# Mavs just can't win my love



## t1no (Jul 10, 2005)

http://sports.espn.go.com/espn/page2/story?page=neel/070309

The Dallas Mavericks are a great team. Fifty-one out of their last 56, a point differential of 8-plus a night, a 16-game win streak -- even without rings on their fingers (yet), I'm calling them great. Straight out. The regular season they're putting together ranks with some of the best we've ever seen. Barring a crippling injury or a brush with a norovirus, they're going to belong at the table with the 1996 Bulls, the 1986 Celtics, the 1983 Sixers and the 1972 Lakers as architects of a truly dominant 82-game run.

I just wish I cared. I wish they inspired me even a little. I have tremendous respect, but I wish I felt any kind of genuine enthusiasm for them at all. I wish I felt the love. I know this sounds petty (particularly if you're a Dallas diehard) but I can't shake the feeling. Or lack thereof. Those other elite clubs had strong identities, some juice, some compelling lightning something about them. Jordan made 72 a mission, a dare, and Rodman made every day an adventure in self-loathing rebounding genius. Bird defended the home turf like a frothing dog. Moses was Moses and Doc was Doc. The Lakers, with Wilt holding the block and West sniping from every kind of angle, over every kind of defender, looked supernatural. You didn't have to love them but you had to pay attention. In fact, you couldn't turn away.

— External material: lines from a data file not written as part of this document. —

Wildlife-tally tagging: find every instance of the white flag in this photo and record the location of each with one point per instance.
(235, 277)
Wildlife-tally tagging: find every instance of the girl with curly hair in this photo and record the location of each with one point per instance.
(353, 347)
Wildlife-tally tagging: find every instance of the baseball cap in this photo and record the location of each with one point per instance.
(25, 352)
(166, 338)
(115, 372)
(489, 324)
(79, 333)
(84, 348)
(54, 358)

The other day a friend said to me, "Hey, check out the Mavs," as if they were underdogs on a little hot streak, as if they were a penny on the sidewalk or a roadside attraction spotted through a car window, as if they weren't actually running roughshod over the league night in and night out. We should be trained on them, geeked, obsessed, awed, but we aren't. The Suns -- Steve's boys, the fuel-injected fun ball gang, a brotherhood forged in dedication to a philosophy, a dream -- are captivating. The Pistons -- a gangly, tough, scrap-heap collective straight out of "Kelly's Heroes," a bunch, even with a title in the bag, who are absolutely certain you don't believe in them -- inspire. The Mavs don't compete historically and they don't compete now.

Mark Cuban's part of the problem. He's smart, funny and insightful. He speaks truth to power and sometimes goes on entertaining, ridiculous rants (see the Dwyane Wade smackdown a couple weeks back) for all the world to see. I love him. But there's no denying that he overshadows the team on the floor. He's the maverick Maverick, the face of the franchise. Entertaining as he is, he's no pathway to connecting with the team or the game they play. I don't root for him. I don't root for them because of him. He's ownership. I want to give a damn about labor.

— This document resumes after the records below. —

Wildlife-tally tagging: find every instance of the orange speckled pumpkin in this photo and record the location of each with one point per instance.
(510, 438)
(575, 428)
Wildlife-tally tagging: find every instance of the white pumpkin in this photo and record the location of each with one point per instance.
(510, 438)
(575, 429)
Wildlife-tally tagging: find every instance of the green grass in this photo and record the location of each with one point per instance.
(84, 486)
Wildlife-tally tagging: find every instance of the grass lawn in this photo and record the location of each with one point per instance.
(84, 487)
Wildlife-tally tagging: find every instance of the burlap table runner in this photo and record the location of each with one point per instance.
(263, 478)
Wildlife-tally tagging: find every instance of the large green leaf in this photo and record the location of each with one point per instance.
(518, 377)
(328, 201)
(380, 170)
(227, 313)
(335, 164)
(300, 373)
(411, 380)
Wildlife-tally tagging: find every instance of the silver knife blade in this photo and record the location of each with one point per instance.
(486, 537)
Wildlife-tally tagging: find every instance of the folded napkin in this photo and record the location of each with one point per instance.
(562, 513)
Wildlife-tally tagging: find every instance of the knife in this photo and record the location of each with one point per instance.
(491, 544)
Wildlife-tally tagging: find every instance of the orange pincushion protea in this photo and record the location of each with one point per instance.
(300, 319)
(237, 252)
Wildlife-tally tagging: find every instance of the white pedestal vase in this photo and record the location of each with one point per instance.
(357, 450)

And even if I look past Cuban, all I see is Nowitzki. Which means all I see is accurate, somewhat wooden jump shots and hard-to-guard head-fake finishes. The guy is a superstar, probably the league MVP given what the team is doing. He gets banged on nightly and he wears the mantle of being The Man with seeming ease and determination. He's a fantastic player. I admire the hell out of him. But he's also, I'm sorry, boring to watch. No signature move. No defining moment (as of yet). No edge, no magic. Think of him next to the other top-tier players in the league right now. Play word association. Nash is Miraculous, Wade is Relentless, James is Terrifying, Arenas is Nutty and Garnett is Fierce. Nowitzki is, I don't know, Proficient?

Ditto the rest of the club, a collection of almost perfectly calibrated role players. Josh Howard is a formidable talent, but his skill set, spread out across the pallet like it is, and the fact that he must defer to Dirk in key moments, makes him near invisible. After him it's Terry, Stackhouse, Buckner, Harris, Dampier, Diop, John and Doe. Nothing to hang your hat or your heart on. And it's not just personnel, it's approach, too. Once upon a time the Mavs were a fairly freestyling bunch, practitioners of a kind of lyrical ball movement. Now, under Avery Johnson's able direction and bulldog disposition, they're prone to win at a slower pace, with more isolations and jump shots. They have a method, but no style, nothing I can get behind, nothing that stands out.

And this is just the way they want it, I'm sure. They no doubt love the relative anonymity. It's good for team unity, and more importantly it fits with the shape-shifting, come-at-you-from-all-angles way they like to play, sometimes speeding it up to tax a team like the Spurs, and sometimes dialing it back to flummox a team like the Suns. Dirk, Avery, Josh, they're more than comfortable with their relative blandness, I'm sure. Couldn't care less. Never give it a thought. It's about wins and losses for them. (Actually, it's pretty much just about wins.) What they're doing, who they are, their super-smooth blend of talents, their always-flexible approach to style and strategy, it all works for them. They win with it. They win nine nights out of 10 with it. They win enough games to be in the All-Time Great conversation with it.

So what else do I want? Why aren't I satisfied? What's my problem? Why can't I get with the lunch-pail, measure-and-cut genius of this club? Why is it so hard for me to see, like my grandfather would have seen, that this team is so damned appealing precisely because there's nothing special, nothing flashy, about them?

I'm just selfish is what it is. It ain't right, I know, but I want more than the wins. I want to feel about them the way I felt about the Bulls, the Celtics, the Sixers, and (though I was quite young then) the Lakers, the way I feel about the Suns and Pistons now. Passionate. Mesmerized. I want talk of great teams to be animated by the inimitable and intriguing character of their core groups and their superstars, not just compelled by the gaudy evidence of their records. We're talking about the Mavs, when we remember to talk about them at all, because they've won a big ol' boatload of basketball games. End of story. Yes, they're a great team, but greatness isn't everything. The Bulls, the Celtics, the Sixers, the Lakers, they had magic, too, they had something that vibrates even now, something that captures my imagination even in recollection. The Suns make me want to find a run. The Pistons make me think defense is some sort of higher calling.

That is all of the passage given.